Poco a poco empecé a sentirme más tranquila, contenta y satisfecha de haber tenido la posibilidad de cuidar a mi madre, este hecho me proporcionó mucha paz y alegría, porque sentía que había cumplido con mi deber, no por obligación sino como opción personal. Resolver este tema de esta manera ha significado para mí una gran lección que me ha convertido en una mejor persona, ya que desde entonces:
he crecido mucho personal y espiritualmente y ahora siento mucho más alegría y paz en mi corazón.
Las claves de esta transformación son:
- Cuidar con mucho amor y generosidad a mi madre sin esperar nada a cambio.
- Resolver los temas pendientes con ella.

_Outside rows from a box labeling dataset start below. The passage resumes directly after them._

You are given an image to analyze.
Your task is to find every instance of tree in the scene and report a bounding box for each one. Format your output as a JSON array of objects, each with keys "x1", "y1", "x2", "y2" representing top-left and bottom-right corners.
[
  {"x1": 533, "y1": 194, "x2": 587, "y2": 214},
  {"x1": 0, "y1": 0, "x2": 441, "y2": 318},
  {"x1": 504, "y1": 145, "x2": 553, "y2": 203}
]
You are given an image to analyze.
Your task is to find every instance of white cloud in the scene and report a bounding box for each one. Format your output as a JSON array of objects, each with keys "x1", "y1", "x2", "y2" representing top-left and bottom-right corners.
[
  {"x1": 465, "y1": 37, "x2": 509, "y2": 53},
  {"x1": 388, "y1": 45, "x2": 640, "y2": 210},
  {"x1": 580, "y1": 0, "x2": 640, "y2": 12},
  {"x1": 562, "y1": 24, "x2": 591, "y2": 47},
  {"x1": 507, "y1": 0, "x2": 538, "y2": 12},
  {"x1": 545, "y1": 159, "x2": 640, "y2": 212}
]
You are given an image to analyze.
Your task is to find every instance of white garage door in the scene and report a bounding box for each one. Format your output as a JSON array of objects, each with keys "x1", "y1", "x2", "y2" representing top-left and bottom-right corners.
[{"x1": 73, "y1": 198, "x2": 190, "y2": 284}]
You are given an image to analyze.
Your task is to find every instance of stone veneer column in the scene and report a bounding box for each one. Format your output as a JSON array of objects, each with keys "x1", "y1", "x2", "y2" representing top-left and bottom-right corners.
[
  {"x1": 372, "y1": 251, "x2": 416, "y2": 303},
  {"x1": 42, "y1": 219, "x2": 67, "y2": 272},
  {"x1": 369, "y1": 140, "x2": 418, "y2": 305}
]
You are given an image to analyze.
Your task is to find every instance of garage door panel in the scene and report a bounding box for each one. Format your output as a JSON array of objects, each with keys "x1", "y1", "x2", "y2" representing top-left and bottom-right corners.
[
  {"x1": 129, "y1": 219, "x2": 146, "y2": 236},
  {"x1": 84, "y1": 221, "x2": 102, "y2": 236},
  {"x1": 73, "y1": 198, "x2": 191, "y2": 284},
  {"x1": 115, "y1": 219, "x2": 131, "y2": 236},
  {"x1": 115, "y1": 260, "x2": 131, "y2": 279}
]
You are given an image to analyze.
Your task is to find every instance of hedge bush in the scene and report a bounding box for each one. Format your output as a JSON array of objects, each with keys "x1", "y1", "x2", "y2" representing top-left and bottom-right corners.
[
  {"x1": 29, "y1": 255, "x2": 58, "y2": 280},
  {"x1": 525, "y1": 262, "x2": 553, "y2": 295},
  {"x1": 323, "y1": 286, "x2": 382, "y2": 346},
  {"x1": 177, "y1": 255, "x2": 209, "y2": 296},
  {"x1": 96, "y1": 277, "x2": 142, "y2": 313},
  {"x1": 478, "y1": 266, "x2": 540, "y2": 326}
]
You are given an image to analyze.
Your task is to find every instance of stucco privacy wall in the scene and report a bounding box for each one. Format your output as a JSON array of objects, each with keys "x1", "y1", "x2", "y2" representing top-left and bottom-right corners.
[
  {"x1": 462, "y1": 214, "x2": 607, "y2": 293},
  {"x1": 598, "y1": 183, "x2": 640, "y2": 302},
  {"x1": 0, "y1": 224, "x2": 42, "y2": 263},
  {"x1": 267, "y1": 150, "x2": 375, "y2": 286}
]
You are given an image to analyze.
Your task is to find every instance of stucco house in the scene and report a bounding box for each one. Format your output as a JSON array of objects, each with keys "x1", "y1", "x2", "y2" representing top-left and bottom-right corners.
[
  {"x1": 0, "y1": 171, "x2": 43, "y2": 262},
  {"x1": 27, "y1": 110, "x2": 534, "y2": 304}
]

De esta manera tanto ella como yo nos llenamos de paz y alegría.
Mi experiencia es una más de las muchas que pueden tener las personas cuando pierden a un ser querido y todas son válidas, ya que cada uno de nosotros estamos en un proceso diferente.
Desde aquí me solidarizo con todos los familiares de las personas enfermas que en algún momento tendrán que afrontar la marcha de su ser querido.